Кроме Капелкина к Соломину приходили еще люди, с некоторыми он выпивал. Захаживал Павел, сборщик грибов из Страхова, сдававший в приемный пункт до полуцентнера в неделю лисичек. Он с утра уходил в лес, прихватив в магазине четвертушку, ржаной хлеб и плавленые сырки. Павел считал пагубой пить в одиночку, и, хоть Соломин норовил лишь смочить губы, всё равно непременно выходил к нему после полудня, чтобы выпить-закусить и поспать часок на лежанке из лапника, скинув сапоги.
Еще поднимался к Соломину на стоянку бакенщик, рассказывал последние новости, например, про утопленника, который оступился и рухнул в Дугинский омут: ловил с берега, вываживал рыбу и увлекся – черпанул воды в забродники, они его на дно и затянули. «На второй день всплыл, вода нынче теплая», – добавлял бакенщик, разминая папиросу.

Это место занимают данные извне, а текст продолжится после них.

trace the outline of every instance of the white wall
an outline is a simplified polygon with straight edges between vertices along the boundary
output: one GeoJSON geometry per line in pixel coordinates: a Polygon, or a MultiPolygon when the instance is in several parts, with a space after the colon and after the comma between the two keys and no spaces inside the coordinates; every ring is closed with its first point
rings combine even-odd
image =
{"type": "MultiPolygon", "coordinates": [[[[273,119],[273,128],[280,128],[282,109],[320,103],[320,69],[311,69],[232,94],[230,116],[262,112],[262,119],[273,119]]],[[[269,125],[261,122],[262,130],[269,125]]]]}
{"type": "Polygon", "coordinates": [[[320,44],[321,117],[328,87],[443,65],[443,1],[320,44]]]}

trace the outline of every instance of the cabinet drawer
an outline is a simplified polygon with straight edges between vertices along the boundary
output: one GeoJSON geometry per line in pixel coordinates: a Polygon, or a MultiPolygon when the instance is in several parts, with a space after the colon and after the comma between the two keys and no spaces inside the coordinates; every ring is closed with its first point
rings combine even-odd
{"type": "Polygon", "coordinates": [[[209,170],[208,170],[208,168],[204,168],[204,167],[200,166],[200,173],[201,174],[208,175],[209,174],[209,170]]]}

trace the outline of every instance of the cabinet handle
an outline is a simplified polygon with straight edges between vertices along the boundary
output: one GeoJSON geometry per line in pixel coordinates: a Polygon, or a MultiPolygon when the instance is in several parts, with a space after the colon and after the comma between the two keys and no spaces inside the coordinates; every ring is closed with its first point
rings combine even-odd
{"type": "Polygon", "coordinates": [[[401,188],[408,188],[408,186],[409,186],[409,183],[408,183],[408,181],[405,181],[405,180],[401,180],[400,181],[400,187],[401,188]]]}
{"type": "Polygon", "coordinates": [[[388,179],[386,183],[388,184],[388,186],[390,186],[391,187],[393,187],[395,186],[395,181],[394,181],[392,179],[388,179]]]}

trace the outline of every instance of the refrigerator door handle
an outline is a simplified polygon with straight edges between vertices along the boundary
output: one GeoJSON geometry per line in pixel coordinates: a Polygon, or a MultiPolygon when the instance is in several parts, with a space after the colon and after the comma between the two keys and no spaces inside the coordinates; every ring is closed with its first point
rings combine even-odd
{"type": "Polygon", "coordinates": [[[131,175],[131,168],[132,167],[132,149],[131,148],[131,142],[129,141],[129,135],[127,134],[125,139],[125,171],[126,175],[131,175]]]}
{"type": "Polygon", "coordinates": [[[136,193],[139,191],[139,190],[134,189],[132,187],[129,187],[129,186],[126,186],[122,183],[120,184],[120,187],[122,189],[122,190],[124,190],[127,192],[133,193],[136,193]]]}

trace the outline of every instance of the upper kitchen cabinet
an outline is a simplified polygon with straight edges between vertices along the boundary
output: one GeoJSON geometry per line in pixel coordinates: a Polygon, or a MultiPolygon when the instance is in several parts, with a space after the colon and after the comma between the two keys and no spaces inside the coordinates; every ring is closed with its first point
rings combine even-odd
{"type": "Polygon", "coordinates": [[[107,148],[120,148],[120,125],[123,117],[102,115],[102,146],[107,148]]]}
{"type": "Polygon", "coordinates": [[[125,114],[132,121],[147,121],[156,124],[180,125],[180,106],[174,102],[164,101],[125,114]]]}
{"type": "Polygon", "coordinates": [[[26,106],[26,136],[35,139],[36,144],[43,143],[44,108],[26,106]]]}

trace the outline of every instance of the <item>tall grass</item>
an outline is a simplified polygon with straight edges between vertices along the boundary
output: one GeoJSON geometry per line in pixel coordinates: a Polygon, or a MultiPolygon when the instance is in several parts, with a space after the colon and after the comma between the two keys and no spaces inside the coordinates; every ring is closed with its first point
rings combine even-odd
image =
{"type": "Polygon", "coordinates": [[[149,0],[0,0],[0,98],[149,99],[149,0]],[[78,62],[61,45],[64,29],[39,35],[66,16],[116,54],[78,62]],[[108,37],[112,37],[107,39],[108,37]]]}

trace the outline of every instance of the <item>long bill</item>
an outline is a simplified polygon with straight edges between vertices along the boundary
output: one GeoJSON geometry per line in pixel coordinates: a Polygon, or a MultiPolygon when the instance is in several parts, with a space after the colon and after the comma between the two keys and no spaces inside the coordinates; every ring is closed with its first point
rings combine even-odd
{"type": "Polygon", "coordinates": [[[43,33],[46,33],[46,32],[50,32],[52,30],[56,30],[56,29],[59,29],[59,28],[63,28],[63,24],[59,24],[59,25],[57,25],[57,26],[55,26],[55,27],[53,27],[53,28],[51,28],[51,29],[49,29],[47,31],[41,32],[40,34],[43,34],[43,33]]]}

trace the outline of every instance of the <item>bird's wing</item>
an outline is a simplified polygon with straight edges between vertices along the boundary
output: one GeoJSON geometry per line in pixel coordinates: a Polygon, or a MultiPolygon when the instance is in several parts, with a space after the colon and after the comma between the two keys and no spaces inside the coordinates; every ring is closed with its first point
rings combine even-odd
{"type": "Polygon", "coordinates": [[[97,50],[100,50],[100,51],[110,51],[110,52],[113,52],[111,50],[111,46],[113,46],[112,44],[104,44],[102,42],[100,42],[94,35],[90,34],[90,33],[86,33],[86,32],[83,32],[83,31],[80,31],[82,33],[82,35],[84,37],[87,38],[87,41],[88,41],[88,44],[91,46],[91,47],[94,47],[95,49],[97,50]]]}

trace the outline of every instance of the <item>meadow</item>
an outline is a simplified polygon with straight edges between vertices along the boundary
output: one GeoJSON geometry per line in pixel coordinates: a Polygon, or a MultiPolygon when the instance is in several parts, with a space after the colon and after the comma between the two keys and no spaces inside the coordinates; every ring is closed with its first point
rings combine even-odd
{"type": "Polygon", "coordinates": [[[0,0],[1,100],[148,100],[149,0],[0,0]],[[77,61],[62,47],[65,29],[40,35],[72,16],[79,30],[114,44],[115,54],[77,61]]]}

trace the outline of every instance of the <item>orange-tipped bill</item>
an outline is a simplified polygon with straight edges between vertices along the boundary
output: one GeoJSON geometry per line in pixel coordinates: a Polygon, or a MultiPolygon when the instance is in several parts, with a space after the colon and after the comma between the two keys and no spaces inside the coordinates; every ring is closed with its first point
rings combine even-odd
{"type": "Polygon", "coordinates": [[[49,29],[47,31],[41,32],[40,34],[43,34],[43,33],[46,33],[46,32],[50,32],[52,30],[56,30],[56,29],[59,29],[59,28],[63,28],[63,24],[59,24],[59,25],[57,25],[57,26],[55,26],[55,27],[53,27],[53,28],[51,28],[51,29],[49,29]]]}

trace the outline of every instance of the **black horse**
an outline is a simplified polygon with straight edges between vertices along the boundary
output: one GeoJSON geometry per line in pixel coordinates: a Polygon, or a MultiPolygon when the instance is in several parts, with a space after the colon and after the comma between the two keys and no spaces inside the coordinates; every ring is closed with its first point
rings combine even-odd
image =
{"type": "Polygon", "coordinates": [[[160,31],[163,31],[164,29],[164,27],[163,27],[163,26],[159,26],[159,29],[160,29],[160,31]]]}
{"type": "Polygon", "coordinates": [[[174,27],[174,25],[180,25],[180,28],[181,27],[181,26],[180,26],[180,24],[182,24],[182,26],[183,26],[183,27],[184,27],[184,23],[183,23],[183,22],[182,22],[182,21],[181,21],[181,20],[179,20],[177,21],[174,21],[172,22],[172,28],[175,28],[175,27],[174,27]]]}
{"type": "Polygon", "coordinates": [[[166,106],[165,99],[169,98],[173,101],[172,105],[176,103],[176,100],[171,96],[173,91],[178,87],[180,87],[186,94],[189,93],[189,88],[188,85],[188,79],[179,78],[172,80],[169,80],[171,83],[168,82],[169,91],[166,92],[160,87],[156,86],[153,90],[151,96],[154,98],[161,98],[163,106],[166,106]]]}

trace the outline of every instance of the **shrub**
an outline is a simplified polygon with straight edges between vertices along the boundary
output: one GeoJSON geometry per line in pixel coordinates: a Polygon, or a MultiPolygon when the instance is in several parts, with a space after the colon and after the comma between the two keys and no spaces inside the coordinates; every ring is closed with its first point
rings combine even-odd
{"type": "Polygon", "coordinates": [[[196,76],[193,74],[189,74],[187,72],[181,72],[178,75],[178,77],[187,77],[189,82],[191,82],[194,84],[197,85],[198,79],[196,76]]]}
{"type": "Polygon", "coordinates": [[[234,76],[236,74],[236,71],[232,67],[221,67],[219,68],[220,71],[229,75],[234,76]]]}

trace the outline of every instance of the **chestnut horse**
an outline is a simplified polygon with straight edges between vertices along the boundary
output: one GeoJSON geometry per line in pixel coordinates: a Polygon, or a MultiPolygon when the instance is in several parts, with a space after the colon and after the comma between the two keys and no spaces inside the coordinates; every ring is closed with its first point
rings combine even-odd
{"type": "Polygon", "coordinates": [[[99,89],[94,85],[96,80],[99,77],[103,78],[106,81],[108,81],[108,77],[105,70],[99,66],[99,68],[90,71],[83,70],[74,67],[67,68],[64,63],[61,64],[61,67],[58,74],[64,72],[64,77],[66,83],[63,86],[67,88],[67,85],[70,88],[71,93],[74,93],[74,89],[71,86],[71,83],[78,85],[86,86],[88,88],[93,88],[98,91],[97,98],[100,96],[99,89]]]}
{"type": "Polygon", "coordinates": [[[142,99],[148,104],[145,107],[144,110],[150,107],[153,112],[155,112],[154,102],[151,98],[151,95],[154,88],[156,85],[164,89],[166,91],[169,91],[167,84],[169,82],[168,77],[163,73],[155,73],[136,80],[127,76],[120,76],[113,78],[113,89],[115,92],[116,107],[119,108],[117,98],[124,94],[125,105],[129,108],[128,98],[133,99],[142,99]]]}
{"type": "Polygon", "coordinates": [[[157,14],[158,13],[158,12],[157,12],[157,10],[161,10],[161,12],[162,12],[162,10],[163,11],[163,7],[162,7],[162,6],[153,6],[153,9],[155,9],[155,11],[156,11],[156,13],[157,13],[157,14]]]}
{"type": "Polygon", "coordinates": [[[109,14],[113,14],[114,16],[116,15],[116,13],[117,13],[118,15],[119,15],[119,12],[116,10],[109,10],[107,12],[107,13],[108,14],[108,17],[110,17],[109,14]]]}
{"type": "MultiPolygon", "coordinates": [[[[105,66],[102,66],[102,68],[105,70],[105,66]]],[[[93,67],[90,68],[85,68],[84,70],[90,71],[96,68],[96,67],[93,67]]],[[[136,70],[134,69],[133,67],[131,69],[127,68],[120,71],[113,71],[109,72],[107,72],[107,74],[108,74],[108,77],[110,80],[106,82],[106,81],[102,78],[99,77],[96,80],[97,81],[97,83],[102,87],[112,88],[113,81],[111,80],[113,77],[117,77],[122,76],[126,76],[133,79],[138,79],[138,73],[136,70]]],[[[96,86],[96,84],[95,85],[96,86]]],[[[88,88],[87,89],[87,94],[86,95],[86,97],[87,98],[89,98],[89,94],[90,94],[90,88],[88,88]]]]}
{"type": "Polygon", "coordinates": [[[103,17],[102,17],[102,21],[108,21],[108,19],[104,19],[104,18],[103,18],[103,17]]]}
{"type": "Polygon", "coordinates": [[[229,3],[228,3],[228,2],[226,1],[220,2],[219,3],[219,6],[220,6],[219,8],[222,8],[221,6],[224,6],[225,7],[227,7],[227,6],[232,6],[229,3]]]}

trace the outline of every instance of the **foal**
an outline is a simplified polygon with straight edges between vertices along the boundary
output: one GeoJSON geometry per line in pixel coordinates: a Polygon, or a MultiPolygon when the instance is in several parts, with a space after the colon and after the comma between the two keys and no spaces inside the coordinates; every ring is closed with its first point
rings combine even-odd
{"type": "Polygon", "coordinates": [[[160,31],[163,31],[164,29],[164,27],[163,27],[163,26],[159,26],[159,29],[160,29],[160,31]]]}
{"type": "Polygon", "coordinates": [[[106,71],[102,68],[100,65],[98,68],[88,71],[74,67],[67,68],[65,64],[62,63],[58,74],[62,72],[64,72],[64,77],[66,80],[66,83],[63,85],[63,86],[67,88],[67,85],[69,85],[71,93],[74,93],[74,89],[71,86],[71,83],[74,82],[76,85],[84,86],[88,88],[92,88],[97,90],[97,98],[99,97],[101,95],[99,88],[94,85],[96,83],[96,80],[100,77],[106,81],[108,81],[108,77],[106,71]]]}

Да еще рыбак один из Калуги проводил на том берегу двухнедельный отпуск. Явился к Соломину на огонек, рассказал, что на самом деле Оки существует две – одна подземная, другая наземная, обычная, всем видимая. И что подземная Ока в три раза полноводней. Если глубоко на Святых горах спуститься в бывшие каменоломни, обнаружится подземное озеро, которое имеет сообщение с рекой. А если вдруг разлом какой карстовый в пойме образуется, то вся Ока может в него сгинуть. И, скорее всего, именно это сейчас и происходит, потому что год от года река мелеет, будто кто-то присосался к ней и пьет под землей. Владимир, так звали рыбака, ловил голавля особенным способом, Соломину интересно было смотреть. Владимир бросал горсти еще зеленого овса в реку и тут же взбегал на высокий берег, шел по течению, примечая в бинокль, где на масляной от солнца реке ударит по овсу рыба, – и тогда бросался с удочкой вниз, к этому месту.